Over that period, company costs also fell, as they used 23.1 percent less electricity and 58.7 percent fewer pages for printing.

Meetings were also cut in half — from 60 minutes down to 30 minutes — and remote conferences increased. Microsoft urged employees to use collaborative chat channels rather than "wasteful" emails and meetings, citing a need for a shift in time management.

Naturally, most employees (92.1 percent) said that they liked the four-day work week.

According to Microsoft, the experiment also incorporated self-development and family wellness programs that received largely positive feedback from employees. The company is now planning to conduct a similar work-life challenge this winter, aimed at encouraging greater flexible working.

Japanese “salarymen” are notoriously overworked.

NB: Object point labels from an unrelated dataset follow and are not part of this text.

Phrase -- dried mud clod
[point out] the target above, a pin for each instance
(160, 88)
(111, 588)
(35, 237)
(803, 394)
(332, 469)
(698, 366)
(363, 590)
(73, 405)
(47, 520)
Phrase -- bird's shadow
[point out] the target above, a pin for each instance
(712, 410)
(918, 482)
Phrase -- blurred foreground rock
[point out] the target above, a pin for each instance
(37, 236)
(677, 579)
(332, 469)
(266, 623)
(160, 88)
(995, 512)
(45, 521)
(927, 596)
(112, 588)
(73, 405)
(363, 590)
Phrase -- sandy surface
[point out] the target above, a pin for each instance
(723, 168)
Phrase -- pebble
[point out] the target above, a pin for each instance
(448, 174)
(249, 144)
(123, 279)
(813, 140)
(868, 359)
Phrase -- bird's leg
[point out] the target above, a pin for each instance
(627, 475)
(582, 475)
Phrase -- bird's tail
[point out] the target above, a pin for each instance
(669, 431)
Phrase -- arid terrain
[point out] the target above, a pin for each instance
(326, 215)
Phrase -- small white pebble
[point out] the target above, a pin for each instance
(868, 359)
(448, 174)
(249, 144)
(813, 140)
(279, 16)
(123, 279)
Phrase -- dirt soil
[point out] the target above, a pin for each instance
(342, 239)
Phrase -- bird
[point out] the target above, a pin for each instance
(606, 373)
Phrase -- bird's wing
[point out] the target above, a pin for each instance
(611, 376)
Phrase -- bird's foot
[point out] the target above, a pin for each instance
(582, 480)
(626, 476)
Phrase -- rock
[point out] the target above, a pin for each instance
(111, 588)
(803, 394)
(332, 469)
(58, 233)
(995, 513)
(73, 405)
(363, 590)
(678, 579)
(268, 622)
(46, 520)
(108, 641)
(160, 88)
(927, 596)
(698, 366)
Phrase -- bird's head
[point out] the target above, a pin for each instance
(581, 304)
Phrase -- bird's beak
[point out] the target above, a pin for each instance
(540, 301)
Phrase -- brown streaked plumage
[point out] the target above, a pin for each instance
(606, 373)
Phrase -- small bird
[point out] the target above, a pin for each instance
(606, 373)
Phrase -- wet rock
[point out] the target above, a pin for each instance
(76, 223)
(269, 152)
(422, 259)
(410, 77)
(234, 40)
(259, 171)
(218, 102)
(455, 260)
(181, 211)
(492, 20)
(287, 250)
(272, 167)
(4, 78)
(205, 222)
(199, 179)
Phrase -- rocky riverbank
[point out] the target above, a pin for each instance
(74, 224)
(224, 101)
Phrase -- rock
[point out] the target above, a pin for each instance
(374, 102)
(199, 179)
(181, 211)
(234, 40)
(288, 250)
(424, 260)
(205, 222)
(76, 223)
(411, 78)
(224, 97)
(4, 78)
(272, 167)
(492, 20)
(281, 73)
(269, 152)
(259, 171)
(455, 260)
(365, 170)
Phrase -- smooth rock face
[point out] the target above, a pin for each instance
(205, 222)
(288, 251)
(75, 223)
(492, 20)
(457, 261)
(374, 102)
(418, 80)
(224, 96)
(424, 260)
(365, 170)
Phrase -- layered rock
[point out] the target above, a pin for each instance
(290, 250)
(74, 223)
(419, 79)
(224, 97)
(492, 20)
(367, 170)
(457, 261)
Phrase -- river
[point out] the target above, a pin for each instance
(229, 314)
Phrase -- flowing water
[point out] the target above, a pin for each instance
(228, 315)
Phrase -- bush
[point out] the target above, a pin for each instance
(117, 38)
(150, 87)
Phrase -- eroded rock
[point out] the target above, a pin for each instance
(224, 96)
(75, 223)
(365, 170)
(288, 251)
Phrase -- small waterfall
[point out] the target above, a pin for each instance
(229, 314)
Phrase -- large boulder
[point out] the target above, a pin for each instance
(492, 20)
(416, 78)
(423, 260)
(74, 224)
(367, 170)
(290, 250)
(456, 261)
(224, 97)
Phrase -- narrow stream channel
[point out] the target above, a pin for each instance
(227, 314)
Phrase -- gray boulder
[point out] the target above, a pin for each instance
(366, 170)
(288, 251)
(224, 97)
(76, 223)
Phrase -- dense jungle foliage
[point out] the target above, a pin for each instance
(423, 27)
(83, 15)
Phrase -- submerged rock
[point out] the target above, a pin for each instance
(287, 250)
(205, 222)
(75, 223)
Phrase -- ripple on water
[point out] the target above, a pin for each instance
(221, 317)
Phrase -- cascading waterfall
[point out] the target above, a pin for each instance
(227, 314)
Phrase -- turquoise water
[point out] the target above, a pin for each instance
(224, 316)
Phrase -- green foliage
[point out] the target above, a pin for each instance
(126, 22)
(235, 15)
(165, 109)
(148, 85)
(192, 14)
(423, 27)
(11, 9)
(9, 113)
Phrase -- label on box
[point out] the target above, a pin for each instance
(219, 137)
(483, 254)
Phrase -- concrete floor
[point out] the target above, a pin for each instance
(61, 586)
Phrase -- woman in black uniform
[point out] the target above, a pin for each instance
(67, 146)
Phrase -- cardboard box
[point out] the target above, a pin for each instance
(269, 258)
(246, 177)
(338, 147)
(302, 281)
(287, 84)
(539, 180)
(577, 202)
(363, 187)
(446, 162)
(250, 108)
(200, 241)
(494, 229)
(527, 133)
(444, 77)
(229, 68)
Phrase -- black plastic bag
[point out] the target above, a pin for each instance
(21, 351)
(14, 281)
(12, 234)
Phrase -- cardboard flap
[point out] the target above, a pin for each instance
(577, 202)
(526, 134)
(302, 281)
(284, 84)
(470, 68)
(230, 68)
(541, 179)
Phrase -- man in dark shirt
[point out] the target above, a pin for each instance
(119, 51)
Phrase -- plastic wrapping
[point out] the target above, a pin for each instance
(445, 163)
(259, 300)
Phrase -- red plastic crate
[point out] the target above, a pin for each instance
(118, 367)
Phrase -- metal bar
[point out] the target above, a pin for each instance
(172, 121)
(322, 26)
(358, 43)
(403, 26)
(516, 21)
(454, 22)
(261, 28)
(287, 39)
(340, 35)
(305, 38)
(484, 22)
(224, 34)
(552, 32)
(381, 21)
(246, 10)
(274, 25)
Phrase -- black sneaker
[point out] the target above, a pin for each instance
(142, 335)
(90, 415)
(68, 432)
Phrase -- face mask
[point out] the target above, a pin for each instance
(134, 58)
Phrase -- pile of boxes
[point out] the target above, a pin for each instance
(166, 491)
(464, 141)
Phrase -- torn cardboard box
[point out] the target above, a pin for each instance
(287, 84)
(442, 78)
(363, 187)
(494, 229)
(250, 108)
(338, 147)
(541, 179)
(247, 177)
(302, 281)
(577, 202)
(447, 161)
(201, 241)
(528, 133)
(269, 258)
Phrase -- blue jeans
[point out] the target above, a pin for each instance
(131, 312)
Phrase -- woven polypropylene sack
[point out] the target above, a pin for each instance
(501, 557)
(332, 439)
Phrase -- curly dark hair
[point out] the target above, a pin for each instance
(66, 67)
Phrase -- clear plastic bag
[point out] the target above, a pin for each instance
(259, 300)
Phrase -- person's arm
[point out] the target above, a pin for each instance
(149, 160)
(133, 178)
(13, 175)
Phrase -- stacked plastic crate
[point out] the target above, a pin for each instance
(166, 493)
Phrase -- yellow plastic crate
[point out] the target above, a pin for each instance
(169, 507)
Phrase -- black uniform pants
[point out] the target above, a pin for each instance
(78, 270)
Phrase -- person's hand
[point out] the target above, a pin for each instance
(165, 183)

In the country, almost a quarter of companies require employees to work more than 80 hours of overtime a month, according to a 2016 government study. Japan has even coined its own term for the extreme culture — “karoshi,” which translates to “death by overwork.”

Microsoft Japan told The Guardian that “it’s unclear if these changes will be implemented in offices elsewhere or on a longer-term basis.”

They added: “In the spirit of a growth mindset, we are always looking for new ways to innovate and leverage our own technology to improve the experience for our employees around the globe.”

The idea for a four-day workweek made headlines in 2018 when Perpetual Guardian, a New Zealand trust management company, announced a 20 percent increase in employee productivity and a 45 percent increase in employee work-life balance after a trial period. The company eventually made the policy permanent.